Kurnia mengatakan Partai Nasdem harus mempertanggungjawabkan aliran dana SYL bisa masuk ke keuangan Partai Nasdem. Salah satunya dengan memanggil penguruss Partai Nasdem, seperti Bendahara Umum, Ahmad Sahroni. Apalagi, aliran dana ke Partai Nasdem dari SYL ini sudah tercantum dalam dakwaan.
Selain itu, Partai Nasdem juga harus mempertanggungjawabkan aliran dana terbaru sekitar Rp800 juta yang belum masuk dakwaan SYL. Kurnia menilai, momen penelusuran aliran dana ini penting sebagai bentuk komitmen lembaga antirasuah dalam memberantas korupsi di tubuh partai.
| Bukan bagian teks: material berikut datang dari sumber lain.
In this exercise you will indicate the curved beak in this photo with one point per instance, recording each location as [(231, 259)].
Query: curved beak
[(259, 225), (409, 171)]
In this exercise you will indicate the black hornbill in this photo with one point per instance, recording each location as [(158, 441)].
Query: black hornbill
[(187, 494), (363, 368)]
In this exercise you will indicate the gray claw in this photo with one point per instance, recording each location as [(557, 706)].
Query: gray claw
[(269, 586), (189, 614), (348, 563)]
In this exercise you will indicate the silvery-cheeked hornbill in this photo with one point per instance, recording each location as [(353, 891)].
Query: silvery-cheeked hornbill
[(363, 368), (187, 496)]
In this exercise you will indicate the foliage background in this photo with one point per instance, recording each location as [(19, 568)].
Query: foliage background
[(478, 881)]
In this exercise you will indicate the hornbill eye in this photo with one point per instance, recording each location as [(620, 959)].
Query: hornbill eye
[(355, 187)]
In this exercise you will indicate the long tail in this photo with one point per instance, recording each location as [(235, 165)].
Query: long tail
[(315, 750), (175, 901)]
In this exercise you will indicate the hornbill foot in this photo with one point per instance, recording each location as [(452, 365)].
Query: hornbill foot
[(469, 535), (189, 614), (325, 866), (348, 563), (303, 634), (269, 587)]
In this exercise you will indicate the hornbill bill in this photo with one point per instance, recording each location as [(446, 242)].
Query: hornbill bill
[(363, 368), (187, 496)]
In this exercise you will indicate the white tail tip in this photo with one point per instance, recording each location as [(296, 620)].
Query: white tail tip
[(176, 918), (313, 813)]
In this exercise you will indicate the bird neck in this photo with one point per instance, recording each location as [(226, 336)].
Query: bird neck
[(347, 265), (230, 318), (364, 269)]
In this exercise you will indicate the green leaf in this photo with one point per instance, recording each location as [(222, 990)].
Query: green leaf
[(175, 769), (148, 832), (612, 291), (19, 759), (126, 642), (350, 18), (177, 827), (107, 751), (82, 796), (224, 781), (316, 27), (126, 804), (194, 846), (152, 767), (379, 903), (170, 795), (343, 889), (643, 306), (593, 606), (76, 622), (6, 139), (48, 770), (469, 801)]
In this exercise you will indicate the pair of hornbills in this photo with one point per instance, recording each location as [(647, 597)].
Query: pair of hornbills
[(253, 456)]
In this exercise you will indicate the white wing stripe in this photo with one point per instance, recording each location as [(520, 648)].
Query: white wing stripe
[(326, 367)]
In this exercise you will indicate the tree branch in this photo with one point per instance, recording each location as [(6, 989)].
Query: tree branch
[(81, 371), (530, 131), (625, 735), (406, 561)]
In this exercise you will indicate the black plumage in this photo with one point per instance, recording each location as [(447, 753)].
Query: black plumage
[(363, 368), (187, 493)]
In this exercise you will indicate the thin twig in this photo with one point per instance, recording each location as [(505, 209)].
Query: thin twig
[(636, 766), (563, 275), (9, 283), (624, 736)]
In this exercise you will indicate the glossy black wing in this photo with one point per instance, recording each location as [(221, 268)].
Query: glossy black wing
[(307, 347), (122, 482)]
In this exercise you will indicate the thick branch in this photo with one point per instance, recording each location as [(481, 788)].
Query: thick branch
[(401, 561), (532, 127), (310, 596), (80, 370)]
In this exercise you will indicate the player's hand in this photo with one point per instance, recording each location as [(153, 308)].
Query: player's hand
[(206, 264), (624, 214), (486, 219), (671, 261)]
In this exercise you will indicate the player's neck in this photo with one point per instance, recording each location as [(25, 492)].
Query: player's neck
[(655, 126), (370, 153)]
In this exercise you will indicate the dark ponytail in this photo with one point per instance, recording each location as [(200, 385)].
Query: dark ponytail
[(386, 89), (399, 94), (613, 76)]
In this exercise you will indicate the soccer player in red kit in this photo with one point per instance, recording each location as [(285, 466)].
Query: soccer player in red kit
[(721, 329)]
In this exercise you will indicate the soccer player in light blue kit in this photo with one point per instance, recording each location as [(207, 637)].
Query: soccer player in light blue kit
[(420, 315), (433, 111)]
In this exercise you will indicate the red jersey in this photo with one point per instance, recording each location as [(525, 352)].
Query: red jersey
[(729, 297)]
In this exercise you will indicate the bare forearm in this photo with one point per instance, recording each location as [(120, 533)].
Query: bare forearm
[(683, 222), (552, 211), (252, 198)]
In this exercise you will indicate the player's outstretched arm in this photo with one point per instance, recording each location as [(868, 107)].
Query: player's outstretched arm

Hingga saat ini, seingat Kurnia, KPK belum pernah melakukan penelusuran aliran dana dari koruptor kepada partai seperti kasus korupsi Anas Urbaningrum yang disebut lari ke Kongres Partai Demokrat maupun pernyataan eks politikus Golkar Eny Maulani Saragih yang memberikan uang Rp713 juta untuk kepentingan Munaslub Golkar.
Penanganan Perkara Jalan Terus
Ahli hukum pidana Universitas Trisakti, Abdul Fickar Hadjar, menilai penanganan perkara tidak berhenti ketika hasil kejahatan dikembalikan. Menurut Fickar, pidana tetap diproses dalam kasus korupsi.
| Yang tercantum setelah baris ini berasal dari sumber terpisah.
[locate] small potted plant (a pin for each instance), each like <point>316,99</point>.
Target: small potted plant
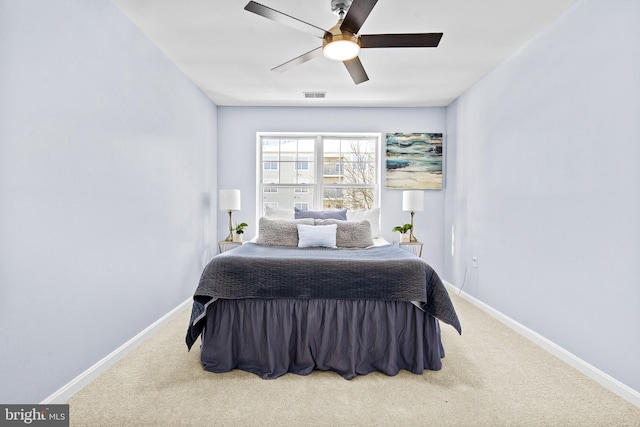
<point>238,231</point>
<point>404,232</point>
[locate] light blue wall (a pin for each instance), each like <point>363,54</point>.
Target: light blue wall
<point>237,155</point>
<point>103,169</point>
<point>544,186</point>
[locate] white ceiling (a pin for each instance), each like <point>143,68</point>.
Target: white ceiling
<point>229,52</point>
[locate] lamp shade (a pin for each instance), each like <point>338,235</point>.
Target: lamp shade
<point>412,200</point>
<point>229,200</point>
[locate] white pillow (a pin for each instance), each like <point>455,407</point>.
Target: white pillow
<point>372,215</point>
<point>278,213</point>
<point>317,235</point>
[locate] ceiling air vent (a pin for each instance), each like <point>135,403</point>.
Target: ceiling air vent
<point>314,94</point>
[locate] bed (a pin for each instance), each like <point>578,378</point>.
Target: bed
<point>291,302</point>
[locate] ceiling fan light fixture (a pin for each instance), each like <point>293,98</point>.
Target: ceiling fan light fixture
<point>341,47</point>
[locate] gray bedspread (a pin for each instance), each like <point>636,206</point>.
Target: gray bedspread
<point>378,273</point>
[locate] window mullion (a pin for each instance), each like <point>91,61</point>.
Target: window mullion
<point>319,176</point>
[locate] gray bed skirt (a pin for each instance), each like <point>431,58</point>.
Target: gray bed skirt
<point>271,337</point>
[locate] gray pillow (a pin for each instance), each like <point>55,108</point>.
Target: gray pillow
<point>279,232</point>
<point>330,214</point>
<point>350,234</point>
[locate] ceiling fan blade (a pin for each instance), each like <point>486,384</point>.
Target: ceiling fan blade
<point>356,70</point>
<point>285,19</point>
<point>356,15</point>
<point>299,60</point>
<point>400,40</point>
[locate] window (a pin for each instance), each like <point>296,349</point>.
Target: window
<point>319,171</point>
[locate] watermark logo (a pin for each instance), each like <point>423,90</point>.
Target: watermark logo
<point>34,415</point>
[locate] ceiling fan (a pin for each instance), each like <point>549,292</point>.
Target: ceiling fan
<point>343,42</point>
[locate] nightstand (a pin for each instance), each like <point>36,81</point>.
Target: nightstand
<point>225,245</point>
<point>415,247</point>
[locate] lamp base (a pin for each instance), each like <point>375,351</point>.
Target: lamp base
<point>230,236</point>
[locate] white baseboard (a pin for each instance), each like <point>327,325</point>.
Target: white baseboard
<point>75,385</point>
<point>590,371</point>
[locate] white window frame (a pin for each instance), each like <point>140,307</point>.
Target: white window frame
<point>318,163</point>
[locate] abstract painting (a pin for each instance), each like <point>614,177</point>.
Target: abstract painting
<point>414,161</point>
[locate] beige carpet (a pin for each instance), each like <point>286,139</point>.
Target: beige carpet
<point>491,376</point>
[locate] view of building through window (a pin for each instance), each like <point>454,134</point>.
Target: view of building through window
<point>319,171</point>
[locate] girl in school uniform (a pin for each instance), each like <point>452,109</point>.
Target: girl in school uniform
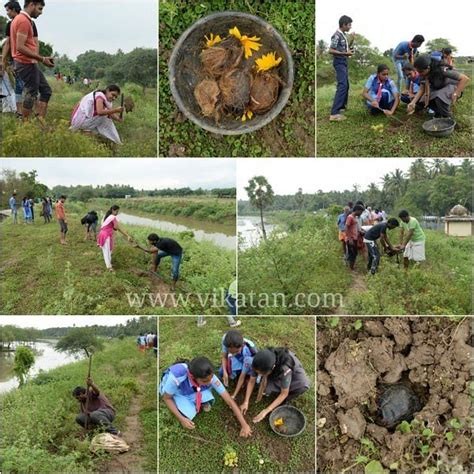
<point>186,389</point>
<point>236,351</point>
<point>282,375</point>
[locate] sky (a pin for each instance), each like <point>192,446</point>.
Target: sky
<point>141,173</point>
<point>386,24</point>
<point>45,322</point>
<point>328,174</point>
<point>75,26</point>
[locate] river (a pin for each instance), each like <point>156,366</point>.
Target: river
<point>222,235</point>
<point>46,358</point>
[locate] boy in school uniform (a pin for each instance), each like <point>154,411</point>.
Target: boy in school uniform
<point>186,388</point>
<point>340,50</point>
<point>235,352</point>
<point>282,375</point>
<point>405,51</point>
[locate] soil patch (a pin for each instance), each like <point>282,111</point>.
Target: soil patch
<point>432,356</point>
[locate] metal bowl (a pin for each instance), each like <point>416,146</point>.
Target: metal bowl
<point>185,63</point>
<point>294,421</point>
<point>442,127</point>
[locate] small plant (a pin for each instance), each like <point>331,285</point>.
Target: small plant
<point>24,361</point>
<point>230,457</point>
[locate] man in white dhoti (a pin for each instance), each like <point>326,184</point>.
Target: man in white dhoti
<point>412,239</point>
<point>95,113</point>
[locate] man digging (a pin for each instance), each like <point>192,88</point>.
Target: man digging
<point>96,410</point>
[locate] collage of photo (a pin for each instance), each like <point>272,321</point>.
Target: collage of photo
<point>236,237</point>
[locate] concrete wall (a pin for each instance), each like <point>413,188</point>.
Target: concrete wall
<point>459,228</point>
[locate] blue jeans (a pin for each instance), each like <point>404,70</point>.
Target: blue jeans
<point>231,304</point>
<point>384,104</point>
<point>398,63</point>
<point>342,89</point>
<point>176,262</point>
<point>374,257</point>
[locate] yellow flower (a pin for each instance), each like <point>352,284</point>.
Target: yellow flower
<point>267,61</point>
<point>248,43</point>
<point>212,40</point>
<point>248,114</point>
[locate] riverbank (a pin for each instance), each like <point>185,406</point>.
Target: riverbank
<point>39,433</point>
<point>40,276</point>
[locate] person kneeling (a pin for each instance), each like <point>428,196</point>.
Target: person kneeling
<point>381,93</point>
<point>96,410</point>
<point>187,388</point>
<point>95,113</point>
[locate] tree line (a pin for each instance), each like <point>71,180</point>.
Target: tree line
<point>429,187</point>
<point>27,184</point>
<point>10,333</point>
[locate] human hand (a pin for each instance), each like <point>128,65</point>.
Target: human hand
<point>48,61</point>
<point>245,431</point>
<point>260,416</point>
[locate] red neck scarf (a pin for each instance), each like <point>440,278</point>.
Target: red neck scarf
<point>198,391</point>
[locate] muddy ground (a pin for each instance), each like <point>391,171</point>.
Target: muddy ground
<point>358,359</point>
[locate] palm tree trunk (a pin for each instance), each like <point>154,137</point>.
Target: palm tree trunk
<point>263,225</point>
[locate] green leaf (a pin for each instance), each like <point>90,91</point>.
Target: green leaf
<point>334,321</point>
<point>427,433</point>
<point>455,423</point>
<point>374,467</point>
<point>405,427</point>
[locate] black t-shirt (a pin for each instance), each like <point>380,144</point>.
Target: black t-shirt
<point>376,231</point>
<point>169,246</point>
<point>9,26</point>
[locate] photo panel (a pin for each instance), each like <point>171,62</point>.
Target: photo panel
<point>394,394</point>
<point>159,240</point>
<point>355,237</point>
<point>78,393</point>
<point>78,87</point>
<point>211,377</point>
<point>237,79</point>
<point>392,88</point>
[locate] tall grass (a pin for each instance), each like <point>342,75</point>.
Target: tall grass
<point>39,433</point>
<point>138,131</point>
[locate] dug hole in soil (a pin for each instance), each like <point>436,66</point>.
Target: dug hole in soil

"Perkara pidana itu mengadili perbuatan yang dilarang, pengembalian hasil kejahatan hanya berpengaruh pada ringan beratnya hukuman, tidak menghapuskan pidana karena perbuatanya sudah terjadi," kata Fickar, Senin (25/3/2024).
Fickar pun mendorong agar penyelidikan aliran dana terus dilakukan demi mengetahui asal-usul hasil kejahatan tersebut. Jika ada kesengajaan, penerima bisa dikualifikasikan sebagai pelaku. Ia menerangkan pengertian pelaku luas sesuai pasal 55 maupun pasal 56 KUHP.
Ia menilai pelaku bisa saja yang turut bersama melakukan perbuatan, menyuruh, memberi janji, menganjurkan atau membantu hingga memberi kesempatan sarana atau informasi.
"Semua pihak (orang/korporasi) yang termasuk kualifikasi itu harus diproses hukum," tegas Fickar.
Fickar pun menekankan, berapapun besaran uang tidak berpengaruh selama masih berkaitan kasus korupsi. Ia beralasan, dana korupsi SYL bukan dana proyek melainkan dugaan pemerasan dan gratifikasi sehingga jumlahnya tidak terbatas.
"Karena itu KPK harus tuntas mengejarnya," kata Fickar.
Sementara itu, ahli hukum Universitas Brawijaya, Fachrizal Affandi, menilai KPK perlu mengetahui apakah uang yang mengalir diberikan lewat orang tertentu atau melibatkan kelembagaan. Termasuk pula, menyelidiki sejauh mana aliran dana tersebut hanya dari pihak tertentu dan melihat aktif tidaknya Nasdem dalam keterlibatan menikmati aliran dana korupsi dari SYL.
"Saya kira KPK wajib melakukan pengembangan untuk mengetahui aliran dana itu. Jangan-jangan tidak hanya ke Nasdem atau misalkan orang yang mengaku-ngaku sebagai orang Nasdem atau misalnya ke siapa. Itu kan penting untuk ditelusuri," kata Fachrizal kepada Tirto, Senin (25/3/2024).
Fachrizal menilai tidak menutup peluang Nasdem bisa dijerat jika memang benar-benar terbukti terang terlibat secara kelembagaan.
"Kalau memang terbukti, ada kaitan ya bisa dijerat," kata Fachrizal.